How to focus when severely depressed?
April 1, 2009 3:46 PM   Subscribe

How can I focus when severely depressed?

I'm a professional writer who suffers from severe depression. I can cope with most of it -- the medication side effects, the anhedonia, and I can manage through the worst lows without killing myself. But what I can't seem to do at all anymore is focus. I can't seem to concentrate on any one thing long enough to complete a significant task or make sense of the things I'm reading or basically anything I need to be able to do in order to do my job.

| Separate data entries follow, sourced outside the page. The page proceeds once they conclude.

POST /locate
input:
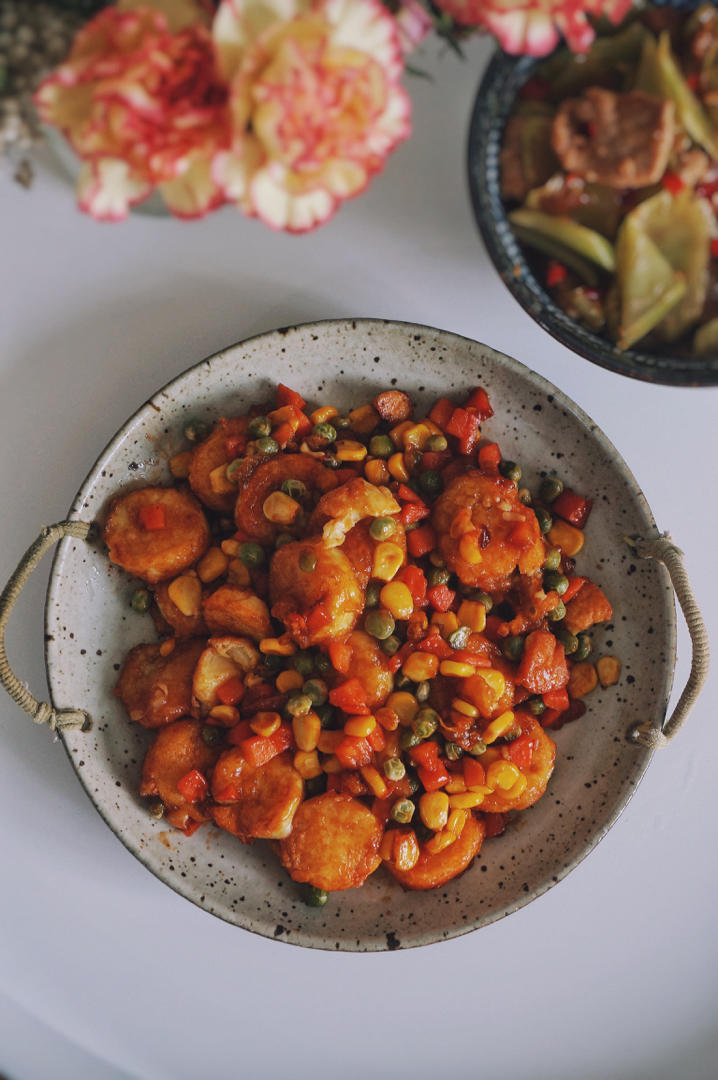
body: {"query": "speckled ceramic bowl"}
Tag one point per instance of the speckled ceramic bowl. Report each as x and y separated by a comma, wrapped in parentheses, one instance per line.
(495, 100)
(90, 629)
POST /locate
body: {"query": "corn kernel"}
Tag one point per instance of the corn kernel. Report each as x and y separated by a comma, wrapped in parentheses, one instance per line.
(457, 669)
(502, 774)
(363, 419)
(281, 509)
(323, 414)
(397, 469)
(278, 646)
(472, 613)
(348, 449)
(434, 810)
(179, 466)
(499, 727)
(420, 666)
(186, 594)
(307, 729)
(466, 800)
(265, 724)
(360, 726)
(376, 471)
(469, 549)
(288, 680)
(396, 597)
(375, 781)
(388, 557)
(464, 707)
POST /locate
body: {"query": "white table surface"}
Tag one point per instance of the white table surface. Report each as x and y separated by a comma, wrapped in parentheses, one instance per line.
(106, 972)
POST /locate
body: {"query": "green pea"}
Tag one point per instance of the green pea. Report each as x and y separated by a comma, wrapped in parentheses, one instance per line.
(584, 647)
(391, 645)
(380, 624)
(252, 554)
(140, 601)
(382, 528)
(295, 488)
(551, 488)
(511, 471)
(424, 723)
(314, 896)
(381, 446)
(513, 647)
(553, 559)
(403, 811)
(544, 518)
(259, 427)
(394, 768)
(436, 444)
(308, 561)
(557, 613)
(430, 482)
(554, 582)
(325, 431)
(568, 639)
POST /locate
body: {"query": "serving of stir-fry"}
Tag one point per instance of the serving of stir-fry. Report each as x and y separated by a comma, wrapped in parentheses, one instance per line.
(367, 630)
(609, 166)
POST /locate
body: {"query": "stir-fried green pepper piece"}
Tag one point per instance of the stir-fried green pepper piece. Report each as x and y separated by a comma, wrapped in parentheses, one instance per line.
(586, 243)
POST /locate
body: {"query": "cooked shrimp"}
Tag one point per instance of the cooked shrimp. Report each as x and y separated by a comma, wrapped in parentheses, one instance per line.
(212, 454)
(542, 751)
(177, 750)
(231, 609)
(434, 869)
(157, 689)
(317, 605)
(268, 477)
(256, 801)
(178, 537)
(505, 531)
(334, 842)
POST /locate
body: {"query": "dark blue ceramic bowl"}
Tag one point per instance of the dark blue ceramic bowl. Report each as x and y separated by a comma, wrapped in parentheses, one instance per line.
(495, 100)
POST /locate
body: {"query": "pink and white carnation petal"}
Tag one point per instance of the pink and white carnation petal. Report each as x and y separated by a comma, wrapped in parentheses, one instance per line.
(194, 193)
(107, 189)
(367, 27)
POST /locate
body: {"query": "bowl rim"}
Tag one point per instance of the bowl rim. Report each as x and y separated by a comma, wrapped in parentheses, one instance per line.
(495, 97)
(642, 754)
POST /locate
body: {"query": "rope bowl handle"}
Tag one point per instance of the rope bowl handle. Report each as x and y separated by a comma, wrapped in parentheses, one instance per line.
(42, 712)
(663, 550)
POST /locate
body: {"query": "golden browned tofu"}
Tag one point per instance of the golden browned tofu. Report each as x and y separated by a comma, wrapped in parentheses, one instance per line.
(434, 869)
(156, 532)
(334, 842)
(156, 689)
(256, 801)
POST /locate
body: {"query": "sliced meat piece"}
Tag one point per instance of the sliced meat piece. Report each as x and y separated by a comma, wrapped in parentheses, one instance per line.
(620, 139)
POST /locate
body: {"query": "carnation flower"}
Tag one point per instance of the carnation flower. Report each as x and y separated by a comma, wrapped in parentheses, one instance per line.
(141, 103)
(315, 104)
(534, 26)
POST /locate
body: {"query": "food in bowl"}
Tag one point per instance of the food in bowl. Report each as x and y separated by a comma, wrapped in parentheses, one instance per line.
(367, 631)
(609, 171)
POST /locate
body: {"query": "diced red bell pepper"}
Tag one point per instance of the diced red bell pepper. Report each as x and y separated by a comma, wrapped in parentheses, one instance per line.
(193, 785)
(572, 508)
(152, 517)
(231, 690)
(421, 541)
(350, 697)
(354, 753)
(464, 424)
(479, 402)
(441, 414)
(287, 396)
(441, 597)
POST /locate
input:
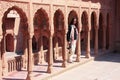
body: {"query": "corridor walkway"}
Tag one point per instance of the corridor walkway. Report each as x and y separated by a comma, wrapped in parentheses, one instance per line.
(106, 67)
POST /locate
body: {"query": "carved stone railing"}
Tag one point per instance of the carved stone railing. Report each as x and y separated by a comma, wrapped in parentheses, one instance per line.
(15, 63)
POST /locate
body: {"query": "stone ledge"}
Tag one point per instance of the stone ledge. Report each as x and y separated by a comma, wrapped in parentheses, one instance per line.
(69, 67)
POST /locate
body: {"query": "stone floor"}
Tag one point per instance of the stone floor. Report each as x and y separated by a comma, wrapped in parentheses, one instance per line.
(39, 71)
(106, 67)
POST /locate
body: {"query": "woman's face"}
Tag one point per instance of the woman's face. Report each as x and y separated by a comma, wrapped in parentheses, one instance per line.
(74, 21)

I'm looking for any and all suggestions about how to get my brain back to alert status, although without any drugs stronger than caffeine. Herbal remedies? I'll try 'em. Yoga positions? Fine. I exercise every day. I take the antidepressants. I feel like I'm doing everything I know how to do, but I just feel mentally sluggish about half the time, and in my job that's completely not okay. I can't phone in the work that I do, and so I'm getting more and more frustrated and feeling more and more helpless, which is causing a feedback loop in my brain that needs short-circuiting.

Here's what I'm not looking for. I'm not looking for amateur psychiatry -- I have a very competent doctor who's done as much as she can to fine-tune the medication that I take. I've been dealing with this crap for twenty years, and I'm pretty clear on the pharmacological side of things. I'm looking for life strategies, diet tips, behavioral changes, that sort of thing.

posted by anonymous to Health & Fitness (26 answers total) 46 users marked this as a favorite
Headphones with a constant stream of trance music. YMMV
posted by Salvor Hardin at 4:03 PM on April 1, 2009

Hmm . . . you're anonymous, so you can't answer me, but . . . there is a difference between psychiatry and psychology. My understanding is, psychiatrists deal more with the physiological part of depression and prescribe medication, whereas psychologists try to get what's actually going on in your thought patterns. I definitely believe that some patients are better candidates for one or the other. A psychologist is not an amateur psychiatrist- a good one will have gone through several years of training to get their PhD or PsyD. Maybe this could help you. I certainly believe your doctor is competent, but one person (even a very smart person) doesn't know everything. Someone else may see things differently. I am a big believer in second opinions. Two heads are better than one, especially when they belong to smart and well-trained people (with training treating the same thing from different angles.)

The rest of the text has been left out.